Woman's World is Hollywood at its commercial best, a highly-polished product, technically and story-wise. Basic story premise is the behind-the-scenes scramble for the top job of a gigantic industrial firm.
Woman’s World is Hollywood at its commercial best, a highly-polished product, technically and story-wise. Basic story premise is the behind-the-scenes scramble for the top job of a gigantic industrial firm.
Clifton Webb, as president of Gifford Motors, brings three of his district managers to New York for a firsthand observation to select a successor to the recently-deceased sales manager. He invites their wives along since he believes that the right wife is just as important as the right man for the job.
There’s June Allyson and Cornel Wilde from Kansas City, Lauren Bacall and Fred MacMurray from Philadelphia, and Arlene Dahl and Van Heflin from Dallas. All the men in Webb’s estimation are equally capable of handling the No. 1 post. The final decision rests on their wives.

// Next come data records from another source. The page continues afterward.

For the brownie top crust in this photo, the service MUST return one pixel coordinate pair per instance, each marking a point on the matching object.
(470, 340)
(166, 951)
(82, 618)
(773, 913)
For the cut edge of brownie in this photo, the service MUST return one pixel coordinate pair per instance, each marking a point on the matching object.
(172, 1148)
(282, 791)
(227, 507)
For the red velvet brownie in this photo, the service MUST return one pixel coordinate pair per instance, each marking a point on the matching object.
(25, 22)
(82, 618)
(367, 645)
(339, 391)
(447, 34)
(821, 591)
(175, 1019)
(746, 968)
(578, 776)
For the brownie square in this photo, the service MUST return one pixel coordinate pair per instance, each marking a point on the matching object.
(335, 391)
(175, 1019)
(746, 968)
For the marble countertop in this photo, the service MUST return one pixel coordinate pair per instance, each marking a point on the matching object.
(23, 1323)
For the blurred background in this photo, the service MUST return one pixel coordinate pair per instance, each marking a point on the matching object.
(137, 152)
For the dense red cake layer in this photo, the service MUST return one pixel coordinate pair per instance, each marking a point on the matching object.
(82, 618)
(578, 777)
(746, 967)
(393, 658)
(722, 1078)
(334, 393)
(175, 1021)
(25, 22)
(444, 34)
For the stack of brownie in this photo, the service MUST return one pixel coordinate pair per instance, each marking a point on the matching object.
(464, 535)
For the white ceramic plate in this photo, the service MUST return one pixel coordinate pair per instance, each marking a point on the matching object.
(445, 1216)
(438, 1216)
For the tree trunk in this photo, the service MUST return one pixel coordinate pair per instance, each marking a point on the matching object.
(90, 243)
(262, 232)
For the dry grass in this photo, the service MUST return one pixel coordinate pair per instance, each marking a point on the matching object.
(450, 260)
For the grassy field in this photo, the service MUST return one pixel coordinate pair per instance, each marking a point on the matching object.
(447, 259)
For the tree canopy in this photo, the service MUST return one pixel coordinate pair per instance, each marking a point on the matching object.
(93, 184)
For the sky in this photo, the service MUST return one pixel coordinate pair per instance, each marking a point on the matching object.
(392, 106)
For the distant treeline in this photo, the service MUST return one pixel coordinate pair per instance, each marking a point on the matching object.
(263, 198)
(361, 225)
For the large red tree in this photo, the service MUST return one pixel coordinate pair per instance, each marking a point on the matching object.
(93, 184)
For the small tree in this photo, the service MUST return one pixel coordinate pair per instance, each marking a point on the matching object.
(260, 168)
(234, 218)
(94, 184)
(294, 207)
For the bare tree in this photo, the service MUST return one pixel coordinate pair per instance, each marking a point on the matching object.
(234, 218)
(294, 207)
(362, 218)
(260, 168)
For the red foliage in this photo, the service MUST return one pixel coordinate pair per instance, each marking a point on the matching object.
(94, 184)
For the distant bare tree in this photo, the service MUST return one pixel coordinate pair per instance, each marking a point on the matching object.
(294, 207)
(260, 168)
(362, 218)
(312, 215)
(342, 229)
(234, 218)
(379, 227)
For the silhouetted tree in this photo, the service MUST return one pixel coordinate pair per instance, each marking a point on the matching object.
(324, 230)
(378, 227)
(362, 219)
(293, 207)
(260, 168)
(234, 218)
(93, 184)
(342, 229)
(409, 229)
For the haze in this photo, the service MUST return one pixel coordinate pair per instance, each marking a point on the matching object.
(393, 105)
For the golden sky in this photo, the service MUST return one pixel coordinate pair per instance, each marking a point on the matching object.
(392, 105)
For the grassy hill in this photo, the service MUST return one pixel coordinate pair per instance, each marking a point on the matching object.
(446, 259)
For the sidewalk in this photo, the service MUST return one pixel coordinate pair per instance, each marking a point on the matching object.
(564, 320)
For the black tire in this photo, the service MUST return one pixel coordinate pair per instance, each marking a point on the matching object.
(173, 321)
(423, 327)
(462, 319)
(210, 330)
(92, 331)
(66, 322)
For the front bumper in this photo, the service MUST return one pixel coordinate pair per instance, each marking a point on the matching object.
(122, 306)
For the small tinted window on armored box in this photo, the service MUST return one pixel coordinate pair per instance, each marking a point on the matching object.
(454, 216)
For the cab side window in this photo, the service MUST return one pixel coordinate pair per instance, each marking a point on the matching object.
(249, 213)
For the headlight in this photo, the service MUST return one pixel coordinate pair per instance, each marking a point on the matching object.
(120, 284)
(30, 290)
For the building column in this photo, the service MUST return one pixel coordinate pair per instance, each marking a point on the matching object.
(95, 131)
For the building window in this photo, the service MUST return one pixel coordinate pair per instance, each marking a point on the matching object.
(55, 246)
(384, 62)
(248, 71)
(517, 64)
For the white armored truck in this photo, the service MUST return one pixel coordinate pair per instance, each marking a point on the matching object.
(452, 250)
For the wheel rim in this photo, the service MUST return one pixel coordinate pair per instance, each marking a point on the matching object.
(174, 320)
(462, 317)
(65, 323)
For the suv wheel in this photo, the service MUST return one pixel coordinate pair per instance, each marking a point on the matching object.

Allyson is a hayseed from K.C., extremely devoted to her husband and three children. Bacall is bitter and disillusioned and at the point of separation from her ambitious husband. Dahl is a pushy glamor gal, not unwilling to throw her sex around to gain her aims.
The choice, of course, is left to the very end and will come as a surprise to many. Unlike Metro’s Executive Suite, in which the audience could quickly put its finger on the chosen man, World keeps ’em guessing. The entire cast, under Jean Negulesco’s fine direction, contribute a performance as polished as the entire production.